The other day when I picked up my son at his after school program, he ran over and started to hop aboard. “Where’s your helmet?” I asked. “Uh…” he said. “I guess I left it at school.”
This is not the first time that’s happened. Kids forget stuff. In the first year of kindergarten our son lost so many jackets we finally lost all patience and sent him to school in shirt sleeves in January (recall that we live in San Francisco: he was chilly but we’re not monsters). At that time, he was taking a school district bus to his after school program and they took all lost items to their central facility on the southeastern edge of the city. Those jackets were gone forever.
Our problems are compounded by the fact that his dad drops him off, and then he goes to an off-site after school program where I pick him up, but it happens even when we pick up our daughter, who stays in the same location all day but is missing one sock at pickup three days out of every five.
So what do we do when our kids forget their helmets? We take it on the chin. California has a helmet law for kids but not for adults, our kids have giant heads, and our helmets are adjustable. I give my son my helmet and I go bare. I don’t like doing this, AT ALL—I mean, I’m still recovering from being run over and I am basically still the world’s most paranoid bicycle rider—but it’s often the best of the available options. Some of our bikes fit on a bus bike rack, and we have done that once with a forgotten helmet, but it takes an extra half hour that we don’t always have.
As a parent, though, handing off your helmet to your kid for the ride home is a guaranteed ticket to heckling. People stop next to me and yell, “Where’s your helmet, mom?!? COME ON!” And I always reply wearily, “He left his helmet at school so I gave him my helmet.” And they say, “Oh.” But I know there are hundreds more people who say nothing right then but remain righteously indignant that there are parents! Who don’t wear helmets! Setting a bad example! On the streets! WHAT IS WRONG WITH THESE PARENTS!!! I see them at community meetings and they sure do fire up the internet.

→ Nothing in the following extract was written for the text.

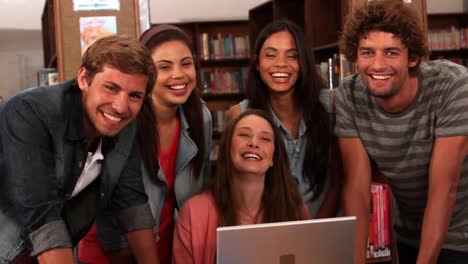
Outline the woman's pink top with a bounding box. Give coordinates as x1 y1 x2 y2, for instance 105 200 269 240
172 193 218 264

Being on a bicycle sometimes means that you can’t hide from your surroundings. That’s often a good thing. I like riding a bike in part because we’re engaged with the world around us. I like being aware of the weather outside, even if that means wearing rain gear. But while parents in cars don’t have to reveal that they forced a screaming toddler into that car seat or that they forgot the booster seat for the friend who they promised to take home, on a bike there’s no way to keep the world from seeing, and a lot of people don’t shrink from sharing their opinions. I don’t care about it that much, but at the end of the day when I am already tired, the judgment can get old. I don’t peek in car windows and criticize other people for putting a five year old in the front without a car seat, so it would be nice to get a break on the days my son forgets his helmet.

We live in a country where it seems normal that a kid on a balance bike at Sunday Streets–where there are no cars–would wear a helmet. I would like that to change.

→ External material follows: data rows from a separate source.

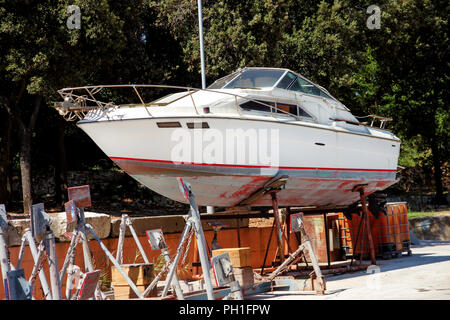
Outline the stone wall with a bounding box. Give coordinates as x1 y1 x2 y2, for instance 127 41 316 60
13 169 189 215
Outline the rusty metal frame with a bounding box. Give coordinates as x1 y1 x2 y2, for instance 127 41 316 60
54 84 303 121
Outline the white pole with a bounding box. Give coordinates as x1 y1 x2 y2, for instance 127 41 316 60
197 0 214 218
197 0 206 89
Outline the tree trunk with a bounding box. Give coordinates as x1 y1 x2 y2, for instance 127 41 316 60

It would of course be even better to live in a place with safe infrastructure like a network of protected bike lanes, and laws that protected vulnerable road users, and 15mph speed limits, so that we wouldn’t even need helmets. But who am I kidding.

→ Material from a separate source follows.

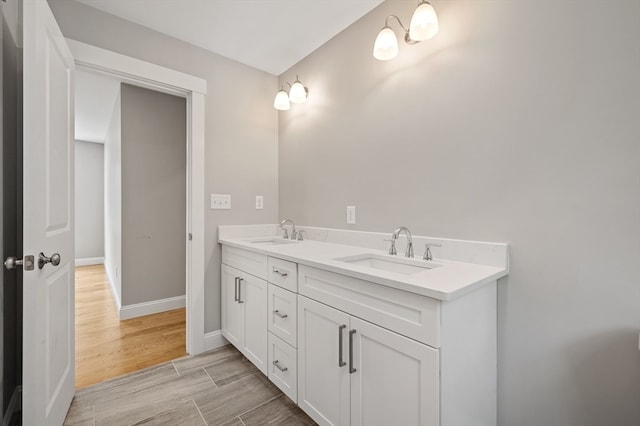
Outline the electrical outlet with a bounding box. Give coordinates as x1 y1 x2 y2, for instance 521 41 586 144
211 194 231 210
347 206 356 225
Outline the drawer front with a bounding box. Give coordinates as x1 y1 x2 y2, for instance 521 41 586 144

I feel this! Once my baby screamed the whole way home on the bike (overtired and refused to relax enough to sleep) and I just felt like everyone was giving me the eye… but it I were in a minivan, no one would know. I think Emily Finch has shared stories about bungee cording kids into a bike and getting looks, when if you force a kid in a carseat, well, that’s good parenting.
Oh, I feel your pain… It’s usually on the last leg of a trip home after a fun and kid-centric day that mine will start picking on each other or getting tired on the bike, and everyone on the sidewalk gets to hear the misery!! My son often falls asleep, so I do my best to time trips but if he passes out in his seat, pedestrians tell me about it (and I feel, even though it may not be the case, that they expect me to stop right then and there even though he’s strapped in a seat and we have two blocks to go!)
I just smile and pretend I’m not annoyed 🙂
Now if someone could invent a compact/foldable helmet for kids, that would be awesome…
Get a second helmet and you can keep one with each bike.
We have a second helmet for each kid but save them for the mornings after one forgets the primary helmet. Two spare kid helmets per bike is a lot to carry every day for something that happens every three months or so (and that shouldn’t happen at all). They’re more likely to be stolen than used.
Absolutely have done the exact same thing! And I totally agree with you that you can hide any family dischord or discomfort in a car, but are in more ways than one vulnerable on the bike.